Presos de Guantánamo valiam visita de Obama
A WikiLeaks cumpriu a promessa e ontem vários jornais internacionais começaram a divulgar o conteúdo embaraçoso do correio diplomátido americano. Ao todo, são 251 287 documentos, confidenciais ou secretos, trocados entre o Departamento de Estado e diplomatas americanos colocados em todo o mundo ao longo dos últimos seis anos.
Num dos ditos telegramas era revelado, por exemplo, que a tentativa para persuadir vários países a aceitar presos da base americana de Guantánamo, em Cuba, se tornou um autêntico bazar. E as ofertas não enganavam: prisioneiro aceite significava ajuda financeira dos Estados Unidos ou uma visita do Presidente Barack Obama. Recorde-se que Portugal recebeu dois cidadãos sírios que passaram por Guantánamo.
Explosivo é também o conteúdo de vários telegramas dos diplomatas americanos em Riad dirigidos a Washington e ontem divulgados através da WikiLeaks. "O Rei Abdullah da Arábia Saudita terá repetidamente instado os EUA para que o Irão fosse atacado para destruir o seu programa nuclear", refere um dos documentos, que em inglês se designam cables.
"Ele [Rei] disse-vos [americanos] para cortar a cabeça da serpente", afirma o embaixador saudita em Washington, segundo um relatório do encontro do Rei saudita com o general americano David Petraeus em Abril de 2008. Mas a revelação não fica por aqui: Abdullah não era afinal o único a querer que o Irão deixe de ter programa nuclear. Segundo os documentos todos os outros aliados árabes defendiam o mesmo. E Israel também.

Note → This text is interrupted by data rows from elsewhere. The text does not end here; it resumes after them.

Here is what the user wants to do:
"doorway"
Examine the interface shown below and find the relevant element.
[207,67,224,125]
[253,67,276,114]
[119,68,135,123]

Noutro texto, datado de Fevereiro, o secretário da Defesa americano, Robert Gates, alertou que se os esforços diplomáticos (com Teerão) falharem, "corremos o risco de assistir a uma proliferação nuclear no Médio Oriente, a uma guerra provocada por um ataque de Israel, ou a ambos". Em Maio de 2009, o primeiro-ministro israelita, Benjamin Netanyahu, afirmou a responsáveis americanos que tanto ele como o Presidente egípcio Hosni Mubarak temem que o nuclear iraniano se transforme na "pior crise desde os mísseis de Cuba".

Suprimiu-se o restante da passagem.